Yet, an astonishing half of the population is affected by either vitamin D deficiency or insufficiency, and rates can vary widely based on race and ethnic origin. Vitamin D deficiency is particularly concerning, as it has been associated with cognitive impairment and dementia. Plus, there’s emerging research to suggest adequate vitamin D levels may ward off glucose regulation concerns, including the onset of diabetes.

A recent review of studies focused on vitamin D insufficiency and cognitive function in adults. The review included nine studies involving 69,643 participants with an average age of 53.6 years. It found that individuals with vitamin D deficiency or insufficiency had reduced executive function, processing speed, and visuoperceptual ability. What's more, five of the studies linked vitamin D deficiency to an increased risk of dementia.

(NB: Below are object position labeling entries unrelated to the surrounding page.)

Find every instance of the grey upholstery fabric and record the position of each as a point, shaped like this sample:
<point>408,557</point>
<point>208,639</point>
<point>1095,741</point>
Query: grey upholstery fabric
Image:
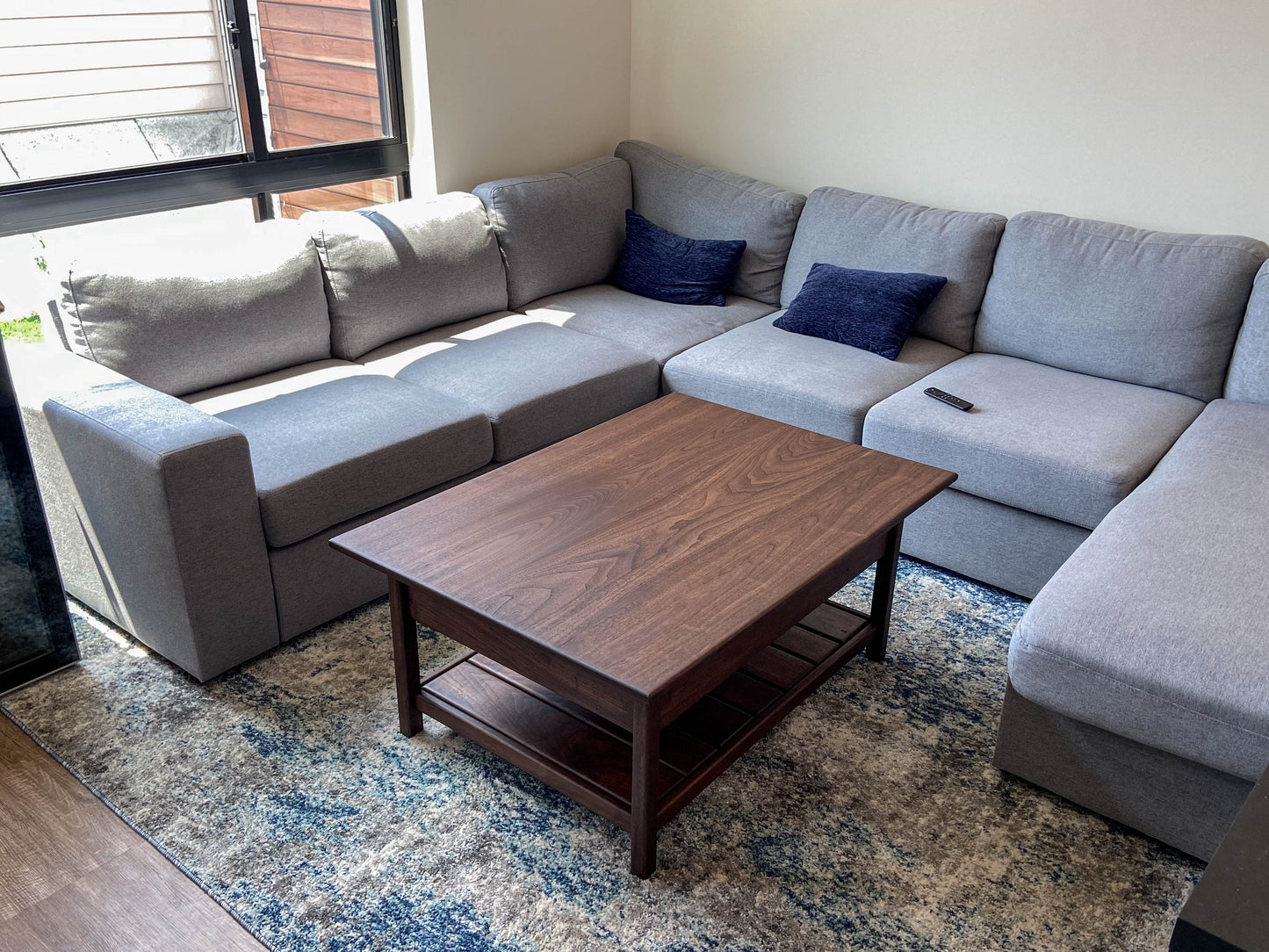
<point>313,583</point>
<point>697,201</point>
<point>537,382</point>
<point>559,231</point>
<point>653,328</point>
<point>873,233</point>
<point>188,314</point>
<point>267,386</point>
<point>1010,549</point>
<point>1178,801</point>
<point>1155,629</point>
<point>1052,442</point>
<point>800,379</point>
<point>1249,368</point>
<point>344,447</point>
<point>40,372</point>
<point>1140,307</point>
<point>165,499</point>
<point>400,268</point>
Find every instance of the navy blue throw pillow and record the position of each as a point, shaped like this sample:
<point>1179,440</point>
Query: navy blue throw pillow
<point>869,310</point>
<point>667,267</point>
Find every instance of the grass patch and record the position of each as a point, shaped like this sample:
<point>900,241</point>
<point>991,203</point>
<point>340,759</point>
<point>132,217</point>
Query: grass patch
<point>23,329</point>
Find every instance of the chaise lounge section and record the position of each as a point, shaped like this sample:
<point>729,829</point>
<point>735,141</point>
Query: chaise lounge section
<point>1140,675</point>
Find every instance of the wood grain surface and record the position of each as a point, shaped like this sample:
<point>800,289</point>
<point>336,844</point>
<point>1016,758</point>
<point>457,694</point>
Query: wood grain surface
<point>635,558</point>
<point>74,876</point>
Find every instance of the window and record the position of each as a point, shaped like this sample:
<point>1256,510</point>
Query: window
<point>122,107</point>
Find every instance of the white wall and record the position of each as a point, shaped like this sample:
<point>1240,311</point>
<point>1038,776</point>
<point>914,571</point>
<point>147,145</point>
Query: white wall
<point>522,87</point>
<point>1149,112</point>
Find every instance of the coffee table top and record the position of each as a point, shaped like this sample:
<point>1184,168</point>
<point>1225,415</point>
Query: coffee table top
<point>641,549</point>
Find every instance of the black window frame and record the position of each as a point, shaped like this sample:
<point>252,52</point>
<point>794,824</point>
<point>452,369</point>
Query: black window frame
<point>75,199</point>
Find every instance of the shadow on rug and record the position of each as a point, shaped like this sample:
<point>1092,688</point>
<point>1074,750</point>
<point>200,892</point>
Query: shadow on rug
<point>869,819</point>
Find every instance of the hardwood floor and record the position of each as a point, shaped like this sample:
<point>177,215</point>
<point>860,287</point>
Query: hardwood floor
<point>74,876</point>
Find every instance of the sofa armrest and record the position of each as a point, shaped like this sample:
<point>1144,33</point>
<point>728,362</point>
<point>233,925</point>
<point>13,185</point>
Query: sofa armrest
<point>157,523</point>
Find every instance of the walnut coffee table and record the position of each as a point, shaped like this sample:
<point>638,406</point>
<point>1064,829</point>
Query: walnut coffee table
<point>644,601</point>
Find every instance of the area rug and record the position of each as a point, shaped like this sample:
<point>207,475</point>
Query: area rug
<point>869,819</point>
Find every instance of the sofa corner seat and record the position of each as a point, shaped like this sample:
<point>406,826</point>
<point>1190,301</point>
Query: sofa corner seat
<point>653,328</point>
<point>800,379</point>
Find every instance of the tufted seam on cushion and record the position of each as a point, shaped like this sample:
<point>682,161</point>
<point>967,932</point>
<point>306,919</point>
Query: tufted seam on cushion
<point>1078,226</point>
<point>782,393</point>
<point>716,174</point>
<point>324,256</point>
<point>1080,475</point>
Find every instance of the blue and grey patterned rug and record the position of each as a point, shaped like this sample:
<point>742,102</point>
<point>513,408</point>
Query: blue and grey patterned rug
<point>869,819</point>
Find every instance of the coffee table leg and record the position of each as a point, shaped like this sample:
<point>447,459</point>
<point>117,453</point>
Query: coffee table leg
<point>646,744</point>
<point>883,595</point>
<point>405,658</point>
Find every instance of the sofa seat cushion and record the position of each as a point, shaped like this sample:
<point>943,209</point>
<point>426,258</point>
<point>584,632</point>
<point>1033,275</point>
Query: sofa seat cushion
<point>1052,442</point>
<point>653,328</point>
<point>804,381</point>
<point>536,382</point>
<point>1155,629</point>
<point>331,442</point>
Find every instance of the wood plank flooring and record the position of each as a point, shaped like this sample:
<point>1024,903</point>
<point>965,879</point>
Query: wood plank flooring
<point>74,876</point>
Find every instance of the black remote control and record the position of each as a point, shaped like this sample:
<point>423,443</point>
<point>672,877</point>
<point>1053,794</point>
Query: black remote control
<point>948,399</point>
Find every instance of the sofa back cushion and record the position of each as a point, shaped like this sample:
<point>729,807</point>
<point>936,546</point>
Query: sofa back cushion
<point>1249,368</point>
<point>559,231</point>
<point>183,313</point>
<point>699,202</point>
<point>1148,307</point>
<point>872,233</point>
<point>398,270</point>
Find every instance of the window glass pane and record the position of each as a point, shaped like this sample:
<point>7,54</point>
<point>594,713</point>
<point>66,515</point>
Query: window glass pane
<point>31,265</point>
<point>344,198</point>
<point>96,85</point>
<point>320,70</point>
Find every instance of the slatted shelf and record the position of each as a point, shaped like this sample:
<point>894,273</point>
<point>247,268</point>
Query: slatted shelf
<point>589,758</point>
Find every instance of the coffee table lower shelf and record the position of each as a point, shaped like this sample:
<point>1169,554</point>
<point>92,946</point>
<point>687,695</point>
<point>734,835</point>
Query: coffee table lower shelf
<point>589,758</point>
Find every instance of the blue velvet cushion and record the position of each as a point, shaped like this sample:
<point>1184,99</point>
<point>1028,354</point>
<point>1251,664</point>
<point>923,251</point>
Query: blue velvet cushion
<point>869,310</point>
<point>667,267</point>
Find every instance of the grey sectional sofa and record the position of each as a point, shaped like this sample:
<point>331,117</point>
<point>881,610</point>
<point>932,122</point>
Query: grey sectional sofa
<point>237,409</point>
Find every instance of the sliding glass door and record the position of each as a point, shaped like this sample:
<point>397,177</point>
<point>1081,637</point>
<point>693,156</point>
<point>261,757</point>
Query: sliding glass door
<point>122,107</point>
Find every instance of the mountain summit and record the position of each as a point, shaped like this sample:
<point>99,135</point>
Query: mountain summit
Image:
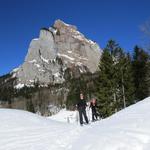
<point>58,48</point>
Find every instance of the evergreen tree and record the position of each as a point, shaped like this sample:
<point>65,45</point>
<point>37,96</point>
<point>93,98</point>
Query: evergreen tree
<point>115,86</point>
<point>105,84</point>
<point>141,71</point>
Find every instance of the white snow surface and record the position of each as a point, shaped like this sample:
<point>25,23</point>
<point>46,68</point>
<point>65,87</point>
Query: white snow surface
<point>128,129</point>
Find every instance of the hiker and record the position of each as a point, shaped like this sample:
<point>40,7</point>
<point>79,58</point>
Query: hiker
<point>93,106</point>
<point>81,106</point>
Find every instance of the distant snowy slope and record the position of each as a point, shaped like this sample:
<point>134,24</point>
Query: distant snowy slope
<point>128,129</point>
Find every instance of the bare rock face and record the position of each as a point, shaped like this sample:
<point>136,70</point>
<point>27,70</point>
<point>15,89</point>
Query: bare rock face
<point>57,48</point>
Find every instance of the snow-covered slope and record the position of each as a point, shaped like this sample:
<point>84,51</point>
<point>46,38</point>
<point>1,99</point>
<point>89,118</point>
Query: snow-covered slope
<point>126,130</point>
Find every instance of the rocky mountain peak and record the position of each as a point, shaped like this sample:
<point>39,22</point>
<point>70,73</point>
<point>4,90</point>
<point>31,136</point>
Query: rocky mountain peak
<point>58,48</point>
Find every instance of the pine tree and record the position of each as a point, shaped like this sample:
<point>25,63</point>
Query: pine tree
<point>115,86</point>
<point>141,69</point>
<point>124,81</point>
<point>105,84</point>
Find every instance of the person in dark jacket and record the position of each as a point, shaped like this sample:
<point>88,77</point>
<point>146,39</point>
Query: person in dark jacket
<point>81,106</point>
<point>93,106</point>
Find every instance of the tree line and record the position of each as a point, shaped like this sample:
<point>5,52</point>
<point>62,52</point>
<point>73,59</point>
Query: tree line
<point>124,78</point>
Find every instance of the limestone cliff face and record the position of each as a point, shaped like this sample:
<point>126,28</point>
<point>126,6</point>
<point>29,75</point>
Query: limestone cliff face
<point>57,48</point>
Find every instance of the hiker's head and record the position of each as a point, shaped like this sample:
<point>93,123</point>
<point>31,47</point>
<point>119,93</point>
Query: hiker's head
<point>81,96</point>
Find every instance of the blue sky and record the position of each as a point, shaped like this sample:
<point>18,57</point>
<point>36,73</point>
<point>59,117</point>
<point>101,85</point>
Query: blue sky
<point>99,20</point>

In two of the studies, the severity of memory and cognitive impairment was found to be directly proportional to the degree of vitamin D insufficiency.

One study found that vitamin D supplementation can increase cognitive and memory function, pointing to the potential of this vitamin to combat cognitive decline.

However, it's important to note the research had some limitations, including the underrepresentation of certain populations, such as people from Africa, Asia, and of Hispanic heritage. The authors also noted that larger randomized controlled trials will be needed to explore the full range of effects of vitamin D deficiency and supplementation, as well as their connection to cognitive health in the aging brain.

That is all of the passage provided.